The name of the ships involved are suppressed, as well as aspects of the ranks of those involved, details of Navy business and details about the witnesses.
The woman says Ward pinned her down, groped her breasts and digitally penetrated her against her will, only stopping when another person entered the cabin.
Judge Ryan said the onus was on the Crown to prove the charge beyond reasonable doubt and not for Ward and his legal team to prove his innocence.
She said the Crown also had to prove the act itself, that the woman didn't give consent and Ward didn't "honestly believe" she was consenting.
In her hour and a half of summing up the case, the judge told the jury it was for them to decide the woman's credibility and reliability - whether they accepted the Crown's view that her inaccuracies were honest mistakes, or the defence's submission that "she not only got things wrong but she's lying to you".
"It's going to be about how you deal with those sorts of things."

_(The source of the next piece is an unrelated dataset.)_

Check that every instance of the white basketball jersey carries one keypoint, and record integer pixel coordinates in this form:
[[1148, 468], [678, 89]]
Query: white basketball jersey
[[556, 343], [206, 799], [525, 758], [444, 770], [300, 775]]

When the woman gave evidence, she accepted she was mistaken about whether Ward told her "shh, let it happen" or "shh, stop struggling, let it happen", which hand he used to grab which breast and which side of the country their ship travelled after the alleged incident.
But Judge Ryan said witnesses on both sides made mistakes because memory was never totally accurate - Ward himself remembered the act clearly and said at no point was the woman struggling, but he had no recollection of how he got into her cabin.
Ward is no longer in the Navy, but remains a member of its Volunteer Reserve unit.